/marketing-analysis

Test of knowledge of Apache Spark.

Primary LanguageScala

Marketing Analytics

The project is dedicated to building a marketing attribution projection for subsequent analysis of marketing campaigns and channels.

Assumptions

  • Event DS >> Purchase DS;
  • App_open events might be missing => mechanism to distinguish sessions is needed. It is implemented using timeouts, by default timeouts are disabled;
  • App_open events without attributes has null campaignId and channelId;
  • Data is stored in Hive tables.

Build

Java 1.8 is required. To build and run tests:

cd ./marketing-attribution
./gradlew build

Deploy

You can submit application locally via following command:

./bin/spark-submit \
  --class "com.gd.App" \
  --master local[*] \
  ./build/libs/marketing-attribution-1.0.0-SNAPSHOT-all.jar

For cluster deployments make sure *-all.jar is available on all nodes.
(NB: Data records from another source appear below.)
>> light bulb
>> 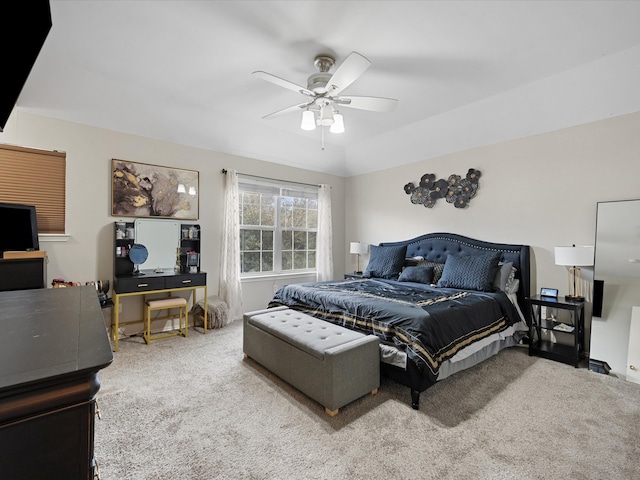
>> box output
[329,112,344,133]
[300,110,316,130]
[318,105,333,127]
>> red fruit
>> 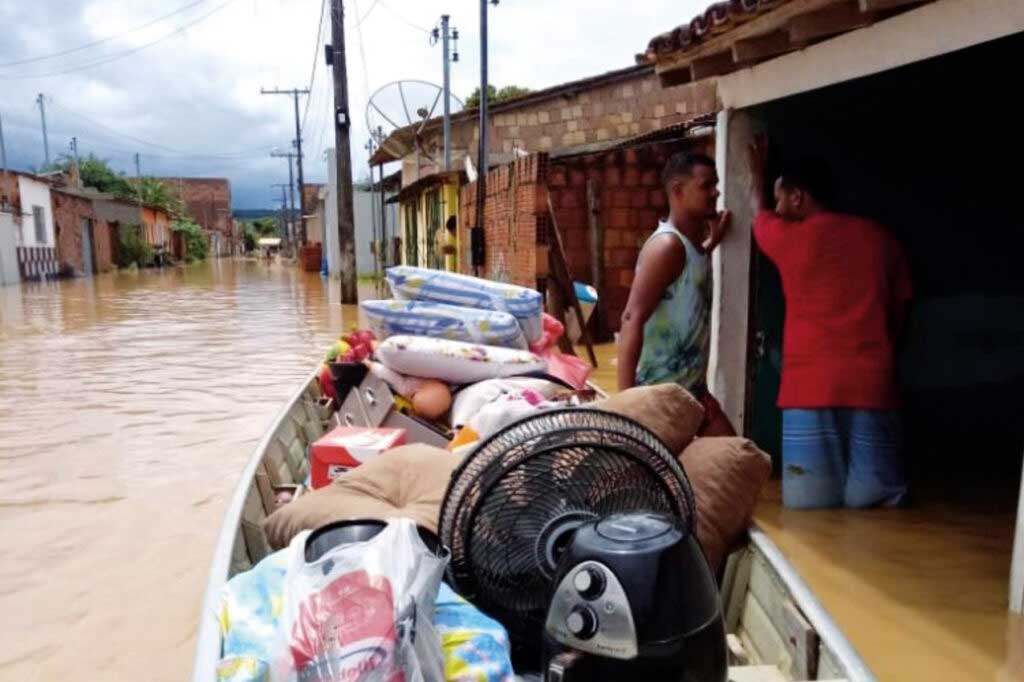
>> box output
[317,365,337,398]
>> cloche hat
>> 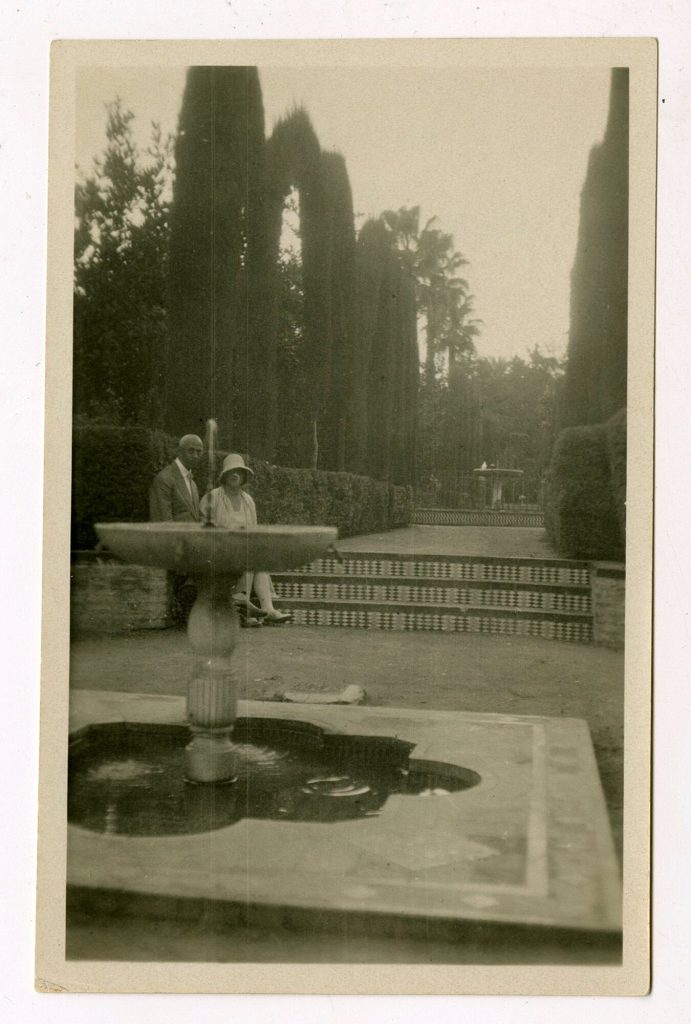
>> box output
[218,452,254,482]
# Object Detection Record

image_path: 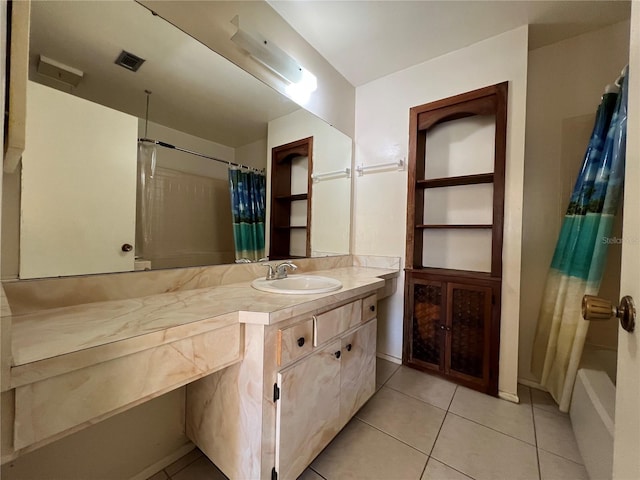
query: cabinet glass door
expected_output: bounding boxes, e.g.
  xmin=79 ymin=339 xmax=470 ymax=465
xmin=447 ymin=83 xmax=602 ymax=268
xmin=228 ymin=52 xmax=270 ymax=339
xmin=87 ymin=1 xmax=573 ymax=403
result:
xmin=445 ymin=283 xmax=492 ymax=383
xmin=409 ymin=279 xmax=445 ymax=370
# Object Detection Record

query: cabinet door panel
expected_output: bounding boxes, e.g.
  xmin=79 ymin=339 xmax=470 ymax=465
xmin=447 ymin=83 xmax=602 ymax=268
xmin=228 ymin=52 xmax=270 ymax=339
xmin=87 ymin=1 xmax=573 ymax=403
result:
xmin=276 ymin=319 xmax=313 ymax=366
xmin=446 ymin=283 xmax=492 ymax=382
xmin=340 ymin=319 xmax=377 ymax=427
xmin=313 ymin=300 xmax=362 ymax=347
xmin=276 ymin=340 xmax=340 ymax=479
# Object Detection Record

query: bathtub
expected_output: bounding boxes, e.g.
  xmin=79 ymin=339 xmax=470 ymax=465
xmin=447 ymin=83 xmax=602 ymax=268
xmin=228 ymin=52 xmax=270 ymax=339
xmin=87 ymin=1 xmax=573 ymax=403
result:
xmin=569 ymin=346 xmax=617 ymax=480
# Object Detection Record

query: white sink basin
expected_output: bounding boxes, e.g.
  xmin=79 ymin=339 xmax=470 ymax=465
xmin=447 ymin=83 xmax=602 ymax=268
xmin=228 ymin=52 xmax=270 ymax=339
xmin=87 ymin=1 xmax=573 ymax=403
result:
xmin=251 ymin=275 xmax=342 ymax=295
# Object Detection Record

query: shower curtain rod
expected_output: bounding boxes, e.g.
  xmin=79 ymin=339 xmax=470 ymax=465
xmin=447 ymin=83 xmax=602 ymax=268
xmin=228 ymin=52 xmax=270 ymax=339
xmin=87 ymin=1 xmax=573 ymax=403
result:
xmin=138 ymin=138 xmax=264 ymax=173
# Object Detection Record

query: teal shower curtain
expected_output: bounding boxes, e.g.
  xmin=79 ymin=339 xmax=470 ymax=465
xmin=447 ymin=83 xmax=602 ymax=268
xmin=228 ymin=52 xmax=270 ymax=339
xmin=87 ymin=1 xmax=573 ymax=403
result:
xmin=229 ymin=168 xmax=267 ymax=262
xmin=531 ymin=69 xmax=627 ymax=412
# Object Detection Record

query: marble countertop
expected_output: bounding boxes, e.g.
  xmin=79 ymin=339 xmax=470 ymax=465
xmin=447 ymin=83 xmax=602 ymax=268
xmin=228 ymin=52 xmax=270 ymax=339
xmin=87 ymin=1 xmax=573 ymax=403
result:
xmin=11 ymin=266 xmax=399 ymax=376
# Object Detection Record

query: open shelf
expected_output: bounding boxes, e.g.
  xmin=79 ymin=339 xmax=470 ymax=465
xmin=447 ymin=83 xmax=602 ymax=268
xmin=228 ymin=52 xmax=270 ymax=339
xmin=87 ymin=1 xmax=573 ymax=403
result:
xmin=273 ymin=193 xmax=309 ymax=202
xmin=416 ymin=173 xmax=494 ymax=189
xmin=416 ymin=224 xmax=493 ymax=230
xmin=402 ymin=82 xmax=507 ymax=395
More information on how to deploy Spark applications you can find here: https://spark.apache.org/docs/latest/submitting-applications.html

Tables

Application reads data from:

  • default.event
  • default.purchase

Application writes attribution projection to the following location:

  • default.attribution

Aggregates are stored as:

  • default.top_campaign
  • default.engagement

TODOs:

  • Read configuration from file;
  • Utilize typesafe.scala-logging library;
  • Add partitioning (by month?) and bucketing (by user) to events and purchases;
  • Create more test cases, app_opens without attributes for example.